Mortgage rates shot up since Trump was elected president.
Chuck Franklin—Alamy
By Kerry Close
November 11, 2016

Donald Trump’s unexpected election has created all kinds of economic uncertainty — and the housing market is no exception.

While Trump has said very little about his plans for the housing market, mortgage rates have spiked since he became president-elect, rising from about 3.63% to 3.88% in just a few days, according to Bankrate.com. Why? Because investors are betting that Trump’s proposed economic policies, such as ramping up infrastructure spending and slashing corporate and personal income taxes, will nudge prices — and inflation — up. That thinking has lowered the demand for bonds and sent 10-year Treasury yields soaring to their highest level in a year.

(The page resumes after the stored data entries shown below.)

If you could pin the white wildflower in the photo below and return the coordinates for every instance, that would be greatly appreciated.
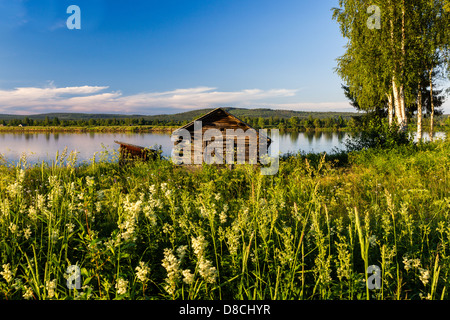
(199, 245)
(70, 226)
(121, 286)
(28, 294)
(424, 276)
(13, 228)
(142, 272)
(172, 266)
(90, 181)
(207, 271)
(188, 277)
(51, 286)
(181, 252)
(32, 213)
(223, 217)
(373, 240)
(27, 232)
(7, 273)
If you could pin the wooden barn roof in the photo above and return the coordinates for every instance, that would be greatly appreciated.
(215, 115)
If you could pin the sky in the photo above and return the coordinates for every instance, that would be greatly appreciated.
(169, 56)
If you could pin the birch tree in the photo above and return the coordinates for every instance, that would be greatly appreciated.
(388, 63)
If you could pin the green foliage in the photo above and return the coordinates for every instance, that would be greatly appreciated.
(158, 231)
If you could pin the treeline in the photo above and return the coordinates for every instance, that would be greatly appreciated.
(290, 124)
(56, 122)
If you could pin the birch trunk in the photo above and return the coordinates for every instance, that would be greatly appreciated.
(390, 109)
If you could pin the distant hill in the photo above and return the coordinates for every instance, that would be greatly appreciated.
(185, 116)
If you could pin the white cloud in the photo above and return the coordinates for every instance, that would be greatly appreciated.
(97, 99)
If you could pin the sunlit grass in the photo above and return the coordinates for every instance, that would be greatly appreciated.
(157, 231)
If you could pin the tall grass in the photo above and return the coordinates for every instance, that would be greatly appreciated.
(157, 231)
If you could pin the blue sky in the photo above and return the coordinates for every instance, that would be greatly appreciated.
(166, 56)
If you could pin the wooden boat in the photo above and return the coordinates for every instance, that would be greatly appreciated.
(130, 152)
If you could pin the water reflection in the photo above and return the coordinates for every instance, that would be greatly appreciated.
(44, 146)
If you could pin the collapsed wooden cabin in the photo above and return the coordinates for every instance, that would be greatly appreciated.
(130, 152)
(228, 139)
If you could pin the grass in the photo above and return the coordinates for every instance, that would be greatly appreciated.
(157, 231)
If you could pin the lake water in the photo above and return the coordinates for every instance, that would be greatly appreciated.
(44, 146)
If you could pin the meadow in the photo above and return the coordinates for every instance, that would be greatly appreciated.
(158, 231)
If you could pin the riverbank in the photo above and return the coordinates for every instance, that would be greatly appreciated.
(106, 129)
(156, 231)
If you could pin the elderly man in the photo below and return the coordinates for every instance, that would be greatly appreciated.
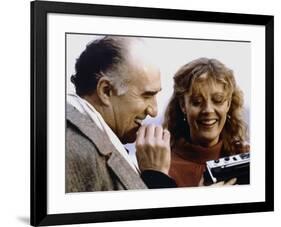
(116, 87)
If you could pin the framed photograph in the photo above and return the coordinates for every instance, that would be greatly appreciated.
(229, 52)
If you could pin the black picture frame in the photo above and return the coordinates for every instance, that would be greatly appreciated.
(39, 11)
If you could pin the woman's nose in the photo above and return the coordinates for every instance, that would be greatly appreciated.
(208, 107)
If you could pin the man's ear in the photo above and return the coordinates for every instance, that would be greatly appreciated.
(104, 90)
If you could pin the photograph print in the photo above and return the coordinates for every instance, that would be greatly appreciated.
(156, 112)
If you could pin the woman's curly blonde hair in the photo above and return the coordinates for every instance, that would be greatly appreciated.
(234, 130)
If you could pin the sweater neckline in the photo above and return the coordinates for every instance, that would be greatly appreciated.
(197, 153)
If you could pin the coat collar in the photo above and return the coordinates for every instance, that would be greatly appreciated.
(129, 178)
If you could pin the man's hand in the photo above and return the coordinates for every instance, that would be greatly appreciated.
(153, 148)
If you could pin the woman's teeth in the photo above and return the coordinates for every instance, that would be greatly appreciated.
(208, 122)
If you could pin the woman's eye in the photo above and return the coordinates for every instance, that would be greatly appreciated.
(196, 102)
(218, 100)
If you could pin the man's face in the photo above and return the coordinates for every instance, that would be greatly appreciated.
(131, 108)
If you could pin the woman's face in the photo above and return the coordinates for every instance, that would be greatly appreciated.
(206, 111)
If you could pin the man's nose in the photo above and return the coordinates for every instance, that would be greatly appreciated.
(152, 108)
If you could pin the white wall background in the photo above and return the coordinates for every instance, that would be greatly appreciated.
(15, 111)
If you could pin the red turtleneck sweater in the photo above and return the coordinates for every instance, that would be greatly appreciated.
(188, 162)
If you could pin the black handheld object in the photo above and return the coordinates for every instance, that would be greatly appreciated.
(226, 168)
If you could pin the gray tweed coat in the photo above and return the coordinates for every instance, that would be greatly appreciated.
(92, 162)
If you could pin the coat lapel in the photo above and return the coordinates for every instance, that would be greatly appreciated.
(129, 178)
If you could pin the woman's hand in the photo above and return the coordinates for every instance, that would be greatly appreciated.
(153, 148)
(221, 183)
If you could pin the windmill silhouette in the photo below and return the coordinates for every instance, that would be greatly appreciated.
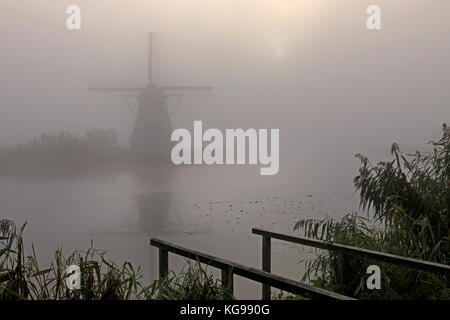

Since mortgage rates move in the same direction as 10-year Treasury yields, those have also spiked in the days since Trump’s big win. But don’t panic, experts say: The sudden rise isn’t likely to endure, at least not as a result of a Trump presidency.

“Rates tend to move very sharply in short periods of time and very little in prolonged periods of time,” said Greg McBride, chief financial analyst for Bankrate. “It’s not something that I think continues.”

Read More: What President Trump Means For Interest Rates — and Janet Yellen’s Job

The best move you can make is to ignore the noise — and don’t make any impulsive decisions about refinancing. If you’re mulling a refinance, consider your financial health (including credit score, job history and equity), how long you intend to stay in the home, and how long it will take for the savings to justify the costs of a refi.

“Our advice to buyers would be to sit and wait, don’t make any rash decisions about refinancing,” said Ralph McLaughlin, chief economist at Trulia, a residential real estate website. He added that it’s likely not necessary to refinance now if you’ve already done so in the past year, during which mortgage rates have sunk to near-record lows.

If you can find a rate that is a full percentage point below your current one, however, now might be a good time to take advantage of what are still historically low rates.That’s because some experts predict an interest rate hike at one of the Federal Reserve’s upcoming meetings, which will in turn bump up mortgage rates even further. “Mortgage rates were headed up anyway, even without the election of Donald Trump,” says Daren Blomquist of ATTOM Data Solutions, which tracks the housing market.

Read More: No Matter What Donald Trump Does, Keep Your Hands Off Your 401(k)

Here are some other pointers to keep in mind if you’re thinking of refinancing in the near future:

  • Don’t forget to take into account the closing costs of refinancing — including bank fees, attorney fees, title insurance fees, and appraisal fees. Assume they’ll amount to about 2% of the value of your home, Keith Gumbinger, vice president of HSH.com, told MONEY in February.
  • Use a refinancing calculator — like this one from Bankrate or this one from HSH.com — to figure out how long it will take you to save money on a refinancing. Keep in mind that many online calculators won’t factor in the mortgage interest deduction, which will cut into your net savings from decreasing monthly payments.
  • Shop around: Rates and fees can vary significantly between lenders. Look to your current lender first, but bear in mind you also might be able to find favorable rates from a local savings bank (rather than a national bank) if you have a strong credit score.